I already forget how Tim Miller was described in the opening credits, but the video game effects wizard deserves genuine plaudits for his live-action directorial debut, not simply for deploying and defining an engaging visual language but almost immediately beginning to challenge audience assumptions about it, in terms of both onscreen carnage and milieu. Deadpool largely takes place in overlooked corners of the world – seedy bars (comedian T.J. Miller does great work as Wade’s laconic barkeep confidante), dimly lit loft apartments, even more poorly lit skid row laboratories, and, as the piece de resistance, a dingy shipyard that quickly devolves into a dingy scrapyard – that apparently fall well outside the mandate of either the X-Men or Avengers to protect. At its fevered heights, Deadpool is a busy yet comprehensible frenzy of 360-degree kineticism where, for perhaps the first time in movie history, slow motion photography holds no inherent advantage over its full motion counterpart, in large part due to the demystified accessibility of its still impressive action. Deadpool’s aerial attack moves resemble a singularly motivated, suspiciously well-armed Olympic high diver in multi-tasking, magazine-emptying mid-descent. If that sounds cool, then is this ever the movie for you – sly visual poetry, punishing verbal interactions, and even a good, hard tug at the heartstrings. Deadpool isn’t quite a masterpiece, though it does go about its business masterfully, nor a paradigm shift, merely a superb outlier.
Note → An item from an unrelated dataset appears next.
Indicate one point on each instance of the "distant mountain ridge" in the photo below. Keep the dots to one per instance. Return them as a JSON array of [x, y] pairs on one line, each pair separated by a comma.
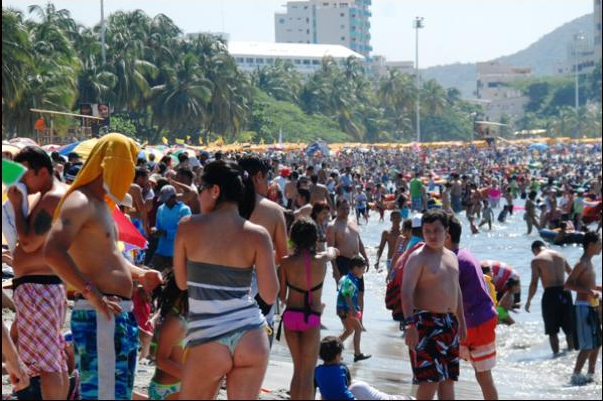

Those so calling it are rightly excited over a superhero movie that not only rails mightily against genre conventions but subverts them with a level of feeling, technical skill, and ingrained personal satisfaction so palpable that it bleeds off the screen and infects the audience. Its record-shattering opening weekend no doubt already has producers everywhere breathlessly preparing their own hard R-rated superhero epics. I sincerely hope they fail. Deadpool himself constantly rebukes the hero mantle. He’s a one-of-a-kind, not a role model. Why would anyone want to make the mistake of putting him in the same sort of box? A singular movie like Deadpool should be cherished for what it is, not held up as an overt example for others to follow.